All the other parameters besides name, type, and preprocessing, will be passed as parameters to the function that build the input feature's encoder, and each encoder can have different parameters. Extensive documentation for all of the encoders that can be used for a certain data type can also be found in each data type's documentation.

YAMLPython Dict

input_features:
    -
        name: text
        type: text
        encoder: bert
        preprocessing:
            tokenizer: space
        reduce_output: null
        trainable: true

{
    "input_features": [
        {
            "name": "text",
            "type": "text",
            "encoder": "bert",
            "level": "word",
            "preprocessing": {
                "word_tokenizer": "space"
            },
            "reduce_output": None,
            "trainable": True
        }
    ]
}

Encoders map raw feature values into tensors. These are usually vectors in the case of data types without a temporal / sequential aspect, matrices for when there is a temporal / sequential aspect, or higher rank tensors for when there is a spatial or a spatiotemporal aspect to the input data.

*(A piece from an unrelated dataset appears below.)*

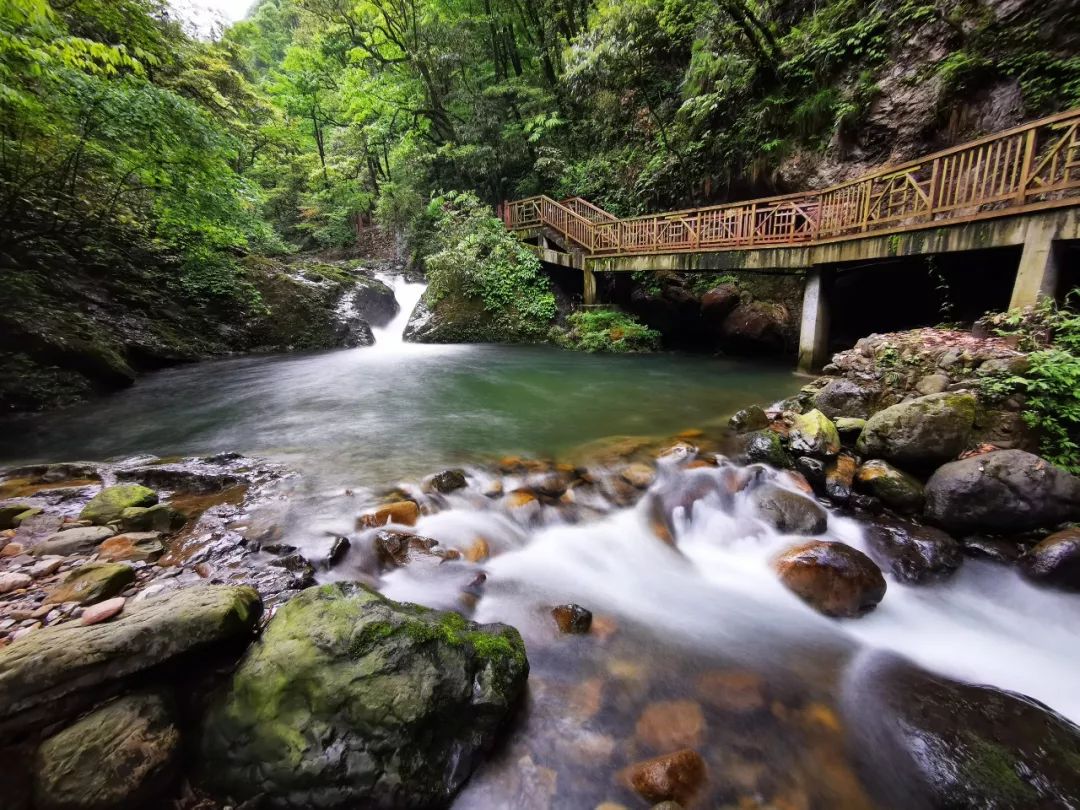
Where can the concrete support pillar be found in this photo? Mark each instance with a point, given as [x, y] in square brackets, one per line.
[813, 333]
[1037, 274]
[589, 286]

Different configurations of the same encoder may return a tensor with different rank, for instance a sequential encoder may return a vector of size h that is either the final vector of a sequence or the result of pooling over the sequence length, or it can return a matrix of size l x h where l is the length of the sequence and h is the hidden dimension if you specify the pooling reduce operation (reduce_output) to be None. For the sake of simplicity you can imagine the output to be a vector in most of the cases, but there is a reduce_output parameter one can specify to change the default behavior.

For first-time users, we recommend starting with the defaults.

Tying encoder weights¶

An additional feature that Ludwig provides is the option to have tied weights between different encoders. For instance, if my model takes two sentences as input and return the probability of their entailment, I may want to encode both sentences with the same encoder.

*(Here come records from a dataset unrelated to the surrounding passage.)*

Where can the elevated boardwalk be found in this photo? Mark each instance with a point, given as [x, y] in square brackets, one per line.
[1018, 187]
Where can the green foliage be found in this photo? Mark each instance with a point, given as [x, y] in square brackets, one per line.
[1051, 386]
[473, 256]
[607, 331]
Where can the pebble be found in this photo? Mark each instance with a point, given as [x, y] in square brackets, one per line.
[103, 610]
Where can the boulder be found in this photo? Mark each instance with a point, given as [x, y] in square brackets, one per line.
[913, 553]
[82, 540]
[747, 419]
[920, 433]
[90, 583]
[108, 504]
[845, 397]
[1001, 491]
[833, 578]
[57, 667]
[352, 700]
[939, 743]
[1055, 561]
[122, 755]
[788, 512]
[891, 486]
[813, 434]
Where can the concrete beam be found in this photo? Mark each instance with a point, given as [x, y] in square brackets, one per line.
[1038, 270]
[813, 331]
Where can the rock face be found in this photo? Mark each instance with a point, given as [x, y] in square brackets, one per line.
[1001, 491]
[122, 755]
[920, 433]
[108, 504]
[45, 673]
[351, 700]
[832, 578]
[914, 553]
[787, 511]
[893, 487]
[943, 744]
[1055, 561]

This is done by specifying the tied parameter of one feature to be the name of another output feature. For example:

YAMLPython Dict

input_features:
    -
        name: sentence1
        type: text
    -
        name: sentence2
        type: text
        tied: sentence1

{
    "input_features": [
        {
            "name": "sentence1",
            "type": "text"
        },
        {
            "name": "sentence2",
            "type": "text",
            "tied": "sentence1"
        }
    ]
}

Specifying a name of a non-existent input feature will result in an error. Also, in order to be able to have tied weights, all encoder parameters have to be identical between the two input features.